Небо над городом постепенно приобретало красноватый оттенок. Солнце садилось за лес, за кольцевую дорогу.
– Как это? – переспросила Вероника.
– Вы все три станете на край стены, возьметесь за руки и сделаете вид, что собираетесь прыгнуть вниз.
– Нас же голыми с улицы увидят! – в ужасе сказала Алиса.
– Никто вас не увидит, посмотри! – режиссер схватил девочку за руку и подвел к невысокому парапету, огораживающему плоскую крышу.

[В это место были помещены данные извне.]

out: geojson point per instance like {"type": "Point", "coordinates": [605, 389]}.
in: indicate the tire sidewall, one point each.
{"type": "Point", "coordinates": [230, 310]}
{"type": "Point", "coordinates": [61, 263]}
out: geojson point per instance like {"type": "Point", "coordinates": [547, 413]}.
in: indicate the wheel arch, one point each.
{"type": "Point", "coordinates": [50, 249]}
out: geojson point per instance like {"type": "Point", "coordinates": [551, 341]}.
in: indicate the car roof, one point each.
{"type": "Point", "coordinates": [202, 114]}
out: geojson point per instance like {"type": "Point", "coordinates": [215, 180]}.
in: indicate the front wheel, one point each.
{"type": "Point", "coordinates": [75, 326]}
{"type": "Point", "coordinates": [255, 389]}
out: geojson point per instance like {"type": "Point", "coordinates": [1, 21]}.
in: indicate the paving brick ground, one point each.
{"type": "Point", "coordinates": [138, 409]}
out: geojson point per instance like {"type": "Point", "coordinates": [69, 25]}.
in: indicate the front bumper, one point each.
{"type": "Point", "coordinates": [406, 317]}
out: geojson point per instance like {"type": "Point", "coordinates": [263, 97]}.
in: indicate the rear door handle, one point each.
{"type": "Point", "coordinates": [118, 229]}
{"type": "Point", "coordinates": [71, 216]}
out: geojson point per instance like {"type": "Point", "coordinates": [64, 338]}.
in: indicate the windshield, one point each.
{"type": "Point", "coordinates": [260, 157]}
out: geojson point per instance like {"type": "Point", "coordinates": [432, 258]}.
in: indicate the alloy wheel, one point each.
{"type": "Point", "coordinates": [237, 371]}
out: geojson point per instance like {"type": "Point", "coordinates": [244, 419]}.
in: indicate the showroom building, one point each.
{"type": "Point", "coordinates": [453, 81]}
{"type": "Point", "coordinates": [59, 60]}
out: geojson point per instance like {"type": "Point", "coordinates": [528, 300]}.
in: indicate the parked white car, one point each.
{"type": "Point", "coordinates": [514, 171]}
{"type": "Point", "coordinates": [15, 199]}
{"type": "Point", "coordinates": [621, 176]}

По улице проносились машины, пешеходы шли не поднимая голов. На самом краю парка на лавке, под кустом сирени сидел мужчина с поблескивающей бутылкой в руках.
– Кто тебя, дура, оттуда рассматривать станет? Вы появитесь на десять секунд, и этого будет достаточно. Девочки переглянулись.
– Мне страшно, – сказала Маша, – я высоты боюсь, – она держалась двумя руками за парапет и боялась подойти к нему вплотную.
– Вы вниз не смотрите, а смотрите на солнце.
– Не знаю, получится ли, – засомневалась Вероника.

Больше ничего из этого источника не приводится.